Staff changes at federal natural resource agencies include the appointment of MICHAEL DOMBECK as chief of the U.S. Forest Service in the Department of Agriculture. Dombeck leaves the Interior Department's Bureau of Land Management (BLM), which he headed as acting director since 1994. SYLVIA V. BACA, Interior's deputy assistant secretary for land and minerals management, will serve as interim BLM director until a permanent director is selected and confirmed. Resignations announced at Interior include GEORGE FRAMPTON, assistant secretary for fish and wildlife and parks, and National Park Service Director ROGER KENNEDY.
Twenty-two current or retired U.S. Geological Survey (USGS) employees have received the Distinguished Service Award from the U.S. Department of the Interior -- that organization'shighest honor. Those recognized include LARRY AMOS, a National Mapping Program manager; MANUEL BONILLA, an international authority on active faults; computer technology innovator WENDY BUDD; WILLIAM CANNON, an expert on the geology of the Great Lakes region; THOMAS DUTRO, honored for research accomplishments in biostratigraphy, regional geology, and applied brachiopod paleontology; ROMEO FLORES, a key contributor to the fields of sedimentology, energy resources, economic geology, and depositional modeling; MILTON FRIEND, director of the National Wildlife Health Center in Madison, Wis.; ARTHUR GRANTZ, an expert on Alaskan and Arctic geology; and KEITH KVENVOLDEN, whose gas hydrate studies have contributed to economic and environmental studies.
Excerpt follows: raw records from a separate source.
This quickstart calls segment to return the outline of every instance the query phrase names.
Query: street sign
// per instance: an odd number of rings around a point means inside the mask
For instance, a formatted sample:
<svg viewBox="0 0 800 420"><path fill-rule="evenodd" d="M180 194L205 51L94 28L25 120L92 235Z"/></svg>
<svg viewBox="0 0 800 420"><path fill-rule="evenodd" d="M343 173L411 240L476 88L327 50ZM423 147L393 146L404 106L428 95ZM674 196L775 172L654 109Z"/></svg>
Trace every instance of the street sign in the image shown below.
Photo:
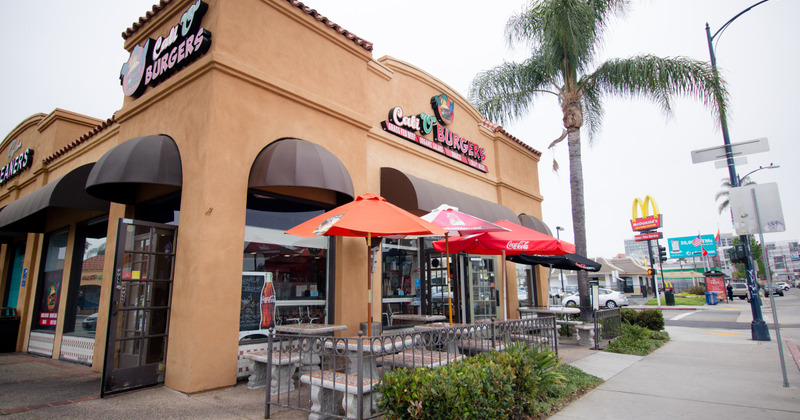
<svg viewBox="0 0 800 420"><path fill-rule="evenodd" d="M664 235L661 232L647 232L641 235L636 235L633 237L633 239L637 242L640 242L640 241L649 241L651 239L661 239L663 237Z"/></svg>
<svg viewBox="0 0 800 420"><path fill-rule="evenodd" d="M755 197L752 191L755 191ZM733 227L737 234L753 235L786 231L778 184L770 182L731 188L728 198L733 211ZM758 209L754 201L757 202ZM760 229L757 219L761 220Z"/></svg>
<svg viewBox="0 0 800 420"><path fill-rule="evenodd" d="M731 153L734 157L752 155L769 151L769 142L766 138L731 143ZM727 159L725 146L709 147L707 149L692 150L692 163L710 162L712 160Z"/></svg>
<svg viewBox="0 0 800 420"><path fill-rule="evenodd" d="M736 166L744 165L746 163L747 163L746 157L733 158L733 164ZM725 169L728 167L728 160L727 159L718 160L714 162L714 167L717 169Z"/></svg>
WILLIAM J. SANDO was a member of the Paleontology and Stratigraphy Branch of the U.S. Geological Survey for 40 years. He earned his Ph.D. in geology from The Johns Hopkins University in 1953. His research focused on the study of fossil corals and how their evolution documented the ancient geological history of the Rocky Mountains. His investigations produced a large fossil collection, which is now in the National Museum of Natural History. Sando retired from the survey in 1993, but continued his research at the museum until 1995. October 1996.
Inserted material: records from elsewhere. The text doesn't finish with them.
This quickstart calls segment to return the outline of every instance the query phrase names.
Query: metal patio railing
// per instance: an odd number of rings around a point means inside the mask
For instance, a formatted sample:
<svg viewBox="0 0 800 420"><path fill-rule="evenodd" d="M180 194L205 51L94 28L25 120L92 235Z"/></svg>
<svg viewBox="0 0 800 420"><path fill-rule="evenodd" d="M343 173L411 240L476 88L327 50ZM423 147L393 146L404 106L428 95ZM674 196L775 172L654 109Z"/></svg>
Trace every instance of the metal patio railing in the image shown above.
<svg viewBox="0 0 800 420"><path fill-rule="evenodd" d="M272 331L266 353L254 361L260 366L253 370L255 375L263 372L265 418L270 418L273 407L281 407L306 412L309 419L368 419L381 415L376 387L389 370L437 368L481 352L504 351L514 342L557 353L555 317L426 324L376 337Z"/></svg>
GALEN KNUTSEN, Cyprus-Amax Minerals Company's exploration manager for Peru, Ecuador, and Bolivia, died last fall when Aeroperu flight 603 crashed off the coast of Lima, Peru. A certified professional geologist and member of the American Institute of Professional Geologists, Knutsen directed the U.S. Bureau of Mines Intermountain Field Operations Center from 1992 until the agency was abolished early last year. He managed mineral assessment efforts, environmental studies programs, and abandoned mine inventory projects, and headed an international team of experts that helped the government of Peru establish environmental guidelines for that nation's energy and mining industries. Before joining the bureau, Knutsen worked as an exploration geologist and exploration manager for Newmont Mining Corp. The company recognized Knutsen's success in locating and developing world-class gold deposits with its select "Gold Finder Award." October 1996.